Lihat ke Halaman Asli

Akhlis Purnomo

TERVERIFIKASI

Copywriter, editor, guru yoga

'Pemberontakan' yang Gagal (Sebuah Kisah Berbagi)

Diperbarui: 8 September 2016   18:49

Kompasiana adalah platform blog. Konten ini menjadi tanggung jawab bloger dan tidak mewakili pandangan redaksi Kompas.

Bagikan pengetahuan Anda. Itulah cara untuk mencapai keabadian.” - Dalai Lama XIV

Ada dua pilihan saat seorang anak tumbuh di sebuah lingkungan tertentu. Pertama, ia bisa meniru kemudian jatuh hati dengan suasana dalam lingkungan itu seterusnya hingga dewasa. Kedua, sejak kecil ia tahu begitu baik sisi luar dan dalam lingkungan tersebut lalu urung masuk lebih dalam dan memutuskan mencari dunia baru yang lebih menarik baginya.

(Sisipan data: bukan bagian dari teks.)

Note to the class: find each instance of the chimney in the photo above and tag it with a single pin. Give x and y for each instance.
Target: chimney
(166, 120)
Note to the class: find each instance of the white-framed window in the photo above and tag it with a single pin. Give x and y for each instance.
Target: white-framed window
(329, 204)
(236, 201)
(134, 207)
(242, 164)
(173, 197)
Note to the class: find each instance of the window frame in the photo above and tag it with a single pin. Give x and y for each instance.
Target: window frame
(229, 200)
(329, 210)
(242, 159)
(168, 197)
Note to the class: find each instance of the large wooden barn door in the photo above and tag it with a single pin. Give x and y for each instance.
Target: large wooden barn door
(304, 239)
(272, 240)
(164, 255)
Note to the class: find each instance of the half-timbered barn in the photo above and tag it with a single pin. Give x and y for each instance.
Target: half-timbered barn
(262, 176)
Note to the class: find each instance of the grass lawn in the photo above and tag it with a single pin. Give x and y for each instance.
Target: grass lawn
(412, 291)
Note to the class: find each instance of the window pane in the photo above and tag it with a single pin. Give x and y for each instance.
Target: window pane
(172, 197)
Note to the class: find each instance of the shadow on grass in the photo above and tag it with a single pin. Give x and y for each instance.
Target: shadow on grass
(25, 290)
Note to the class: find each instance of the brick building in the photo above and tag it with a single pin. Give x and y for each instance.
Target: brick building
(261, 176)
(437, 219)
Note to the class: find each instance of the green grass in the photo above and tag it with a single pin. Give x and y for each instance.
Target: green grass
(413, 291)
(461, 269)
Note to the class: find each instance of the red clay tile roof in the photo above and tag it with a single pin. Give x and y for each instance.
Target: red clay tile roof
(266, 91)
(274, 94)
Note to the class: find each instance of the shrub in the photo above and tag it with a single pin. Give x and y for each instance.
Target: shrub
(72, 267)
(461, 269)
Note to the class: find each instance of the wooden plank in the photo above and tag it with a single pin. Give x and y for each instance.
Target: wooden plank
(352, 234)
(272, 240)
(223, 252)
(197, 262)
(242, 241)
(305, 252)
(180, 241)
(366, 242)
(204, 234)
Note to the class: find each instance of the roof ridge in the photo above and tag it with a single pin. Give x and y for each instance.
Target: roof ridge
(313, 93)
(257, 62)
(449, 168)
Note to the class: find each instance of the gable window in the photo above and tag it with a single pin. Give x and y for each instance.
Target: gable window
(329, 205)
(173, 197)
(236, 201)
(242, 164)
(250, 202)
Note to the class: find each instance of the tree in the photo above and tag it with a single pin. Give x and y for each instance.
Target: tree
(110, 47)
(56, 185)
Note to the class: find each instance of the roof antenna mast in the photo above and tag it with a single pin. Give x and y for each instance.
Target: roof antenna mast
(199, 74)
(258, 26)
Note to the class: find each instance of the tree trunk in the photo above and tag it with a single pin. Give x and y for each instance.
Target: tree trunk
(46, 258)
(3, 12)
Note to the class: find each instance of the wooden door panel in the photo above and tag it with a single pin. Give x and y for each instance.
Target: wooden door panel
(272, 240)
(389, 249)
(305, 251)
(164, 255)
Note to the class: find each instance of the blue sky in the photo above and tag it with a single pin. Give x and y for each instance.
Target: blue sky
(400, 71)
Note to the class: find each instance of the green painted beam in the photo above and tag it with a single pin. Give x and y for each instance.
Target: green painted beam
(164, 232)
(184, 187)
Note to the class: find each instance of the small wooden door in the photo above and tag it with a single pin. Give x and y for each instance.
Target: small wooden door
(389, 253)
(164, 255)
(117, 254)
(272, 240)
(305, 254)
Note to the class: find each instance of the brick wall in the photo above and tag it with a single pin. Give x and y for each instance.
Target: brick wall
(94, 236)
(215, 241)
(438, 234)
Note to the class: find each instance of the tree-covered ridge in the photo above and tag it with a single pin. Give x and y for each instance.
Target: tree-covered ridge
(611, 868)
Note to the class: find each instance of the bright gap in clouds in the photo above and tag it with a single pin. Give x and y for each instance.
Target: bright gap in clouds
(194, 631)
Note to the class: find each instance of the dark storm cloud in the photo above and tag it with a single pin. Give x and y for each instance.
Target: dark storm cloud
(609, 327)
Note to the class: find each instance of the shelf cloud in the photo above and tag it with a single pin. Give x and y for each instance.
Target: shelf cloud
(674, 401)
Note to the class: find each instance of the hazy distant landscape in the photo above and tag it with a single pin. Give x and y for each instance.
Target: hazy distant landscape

Dibesarkan di lingkungan keluarga guru, saya sejak kecil selalu dibawa ke suasana kantor guru, ruang kelas, dan perpustakaan. Tapi anehnya tidak ada keinginan atau hasrat dari dalam diri saya untuk meneruskan jejak orang tua saya yang kebetulan dua-duanya mengabdi ke negara sebagai pengajar. Sebab saya pemalu, saya tidak pernah menginginkan tampil di depan, tidak peduli itu mereka yang saya ajar anak-anak, sebaya atau orang tua. Tetap saja berdiri dan berbicara di depan kelas itu sesuatu yang amat menakutkan. 

Menjelang akhir masa SMA, saya tetap tidak menghendaki menempuh jalur karier yang sama dengan orang tua saya dan memilih untuk memfokuskan diri belajar bahasa. Dalam benak saya, yang terpikir di masa depan ialah ingin bekerja sebagai pegawai kantor atau penulis. Mengajar tidak pernah terlintas sekalipun dalam impian.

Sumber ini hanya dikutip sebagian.